Authorization
Introduction
It’s a bit confusing. We’re going to talk about somewhat technical terms that define what you can do on a Teams environment or SharePoint site.
On the other hand, we will also discuss documentary workflows based on the concepts of document management and records management.
Learning objective
Get familiar with the concept of authentication (validate that you are who you say you are) and authorization. (since we have checked who you are we must arrange what you can do.
- Read; you have the rights of a visitor or a viewer
- Member: Create, read, update, or delete because you have “member rights” that make you an active contributor in a collaborative process
- Owner; you have full control over the site. You can add functionality alter settings or assign other users.
Let's play
- Try to access a site of one of your team members (some other animal).
- See what happens when others try to access it.
- Assign viewer rights to the rest of the team.
- Assign member rights to 2 other team members.
- Create a new library and break the hierarchy of user management.
- See what it does to search behavior.
- Audience targetting.
Inheritance
If not decided in another way all content/ functionality inherits the role pattern that is set on a site.
Break the string and assign new rights
Inheritance can be broken. This can be done on the level of a site when a site has subsites, this can be done on list or library level, this can be done on folder level, and even on file level.
New rights structure from the breakpoint
At a breakpoint, you can remove rights that come from the upper level and you can add a new structure. E.g. the entire site is based on members’ rights for everyone except external users but when you give the documents library-specific rights you can change that to only viewer rights for everyone…
Warning
Be aware that when you relocate a file it inherits the right structure from the container it is in unless you assign rights on an item level. An item is a row in a list, a file in a library, or a site page, which is not different from any file when it comes to rights management. They are just .aspx pages in a page library.
Structure
The SharePoint landscape is made of sites. When you create a SharePoint, you create a site, and each site can be considered a world in a universe.
We can break down this world (site) into smaller bodies. In the early years of SharePoint, people build enormous hierarchies of sites and sub-sites and even levels deeper.
There is no need to create complex hierarchies anymore. Each site can contain hundreds of libraries and lists and you can organize rights on every library, folders and even on an individual file.
Be aware that when you relocate a file (that has no dedicated rights) that it will inherit the right of the library or folder where it’s stored.
Administrative owner and deputy
Driving the bus
The owner of the site is the person responsible for content and business logic. For IT the owner is the person that will be contacted when things change.
As an owner you need to accept responsibility for the content that you and the other users Create, Read, Update or Delete. The owner is the person that will be addressed when IT, Security, or Data Protection officials need to communicate about matters on a site.

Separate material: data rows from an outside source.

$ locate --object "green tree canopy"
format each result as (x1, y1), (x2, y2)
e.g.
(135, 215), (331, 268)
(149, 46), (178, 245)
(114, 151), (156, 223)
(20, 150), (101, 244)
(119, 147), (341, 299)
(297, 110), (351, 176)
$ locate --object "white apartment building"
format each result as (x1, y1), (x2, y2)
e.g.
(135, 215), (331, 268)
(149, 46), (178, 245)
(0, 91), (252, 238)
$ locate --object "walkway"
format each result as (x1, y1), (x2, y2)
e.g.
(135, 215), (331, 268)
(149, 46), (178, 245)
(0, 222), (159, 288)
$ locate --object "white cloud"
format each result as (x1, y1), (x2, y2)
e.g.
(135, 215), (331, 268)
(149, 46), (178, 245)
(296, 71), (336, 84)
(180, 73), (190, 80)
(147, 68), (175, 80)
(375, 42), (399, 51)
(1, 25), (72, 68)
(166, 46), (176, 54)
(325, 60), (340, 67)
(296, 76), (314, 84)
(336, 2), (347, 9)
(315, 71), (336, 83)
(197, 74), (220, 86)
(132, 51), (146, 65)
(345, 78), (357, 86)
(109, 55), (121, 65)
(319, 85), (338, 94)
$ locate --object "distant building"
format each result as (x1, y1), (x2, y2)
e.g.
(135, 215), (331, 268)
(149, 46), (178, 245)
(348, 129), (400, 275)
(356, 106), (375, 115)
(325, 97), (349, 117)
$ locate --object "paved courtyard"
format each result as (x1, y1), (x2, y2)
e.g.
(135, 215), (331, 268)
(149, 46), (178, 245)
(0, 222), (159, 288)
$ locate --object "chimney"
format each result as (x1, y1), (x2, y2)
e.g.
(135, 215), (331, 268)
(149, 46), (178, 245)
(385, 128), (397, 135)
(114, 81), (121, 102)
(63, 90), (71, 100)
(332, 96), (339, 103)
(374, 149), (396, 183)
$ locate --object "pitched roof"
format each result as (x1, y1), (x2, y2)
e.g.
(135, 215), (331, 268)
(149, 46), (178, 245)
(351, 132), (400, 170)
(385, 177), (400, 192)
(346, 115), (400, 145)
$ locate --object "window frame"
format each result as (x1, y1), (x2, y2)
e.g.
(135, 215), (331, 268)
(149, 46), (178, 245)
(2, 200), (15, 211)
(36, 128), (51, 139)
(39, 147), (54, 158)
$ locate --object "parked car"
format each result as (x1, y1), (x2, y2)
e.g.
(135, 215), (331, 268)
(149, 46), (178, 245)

Provisioning and retention
When you request a site, IT monitors usage (in a very simple way) by looking at the deployment date. At the end of the second year, the owner will be sent a disposition approval notification. Actually, IT is saying that they will take the site out of circulation. Unless; the owner validates the continuous usage of the site. Based on that dialogue a new retention time will be set

Ownership from a SharePoint of view
The administrator or the mechanic
An administrator is the “mechanic” of the site. When there is a need to create libraries, lists, adjust settings, etc.
The accent is technical but you don’t need to be a hard-core developer.
With the training you are receiving right now, you are properly equipped to be a mechanic.

We have one main request/ concern.
Please don’t use the production environment for trial and error and tinkering. Unless you really know what you are doing, make use of a development environment. Microsoft provides free trial environments for 30 days.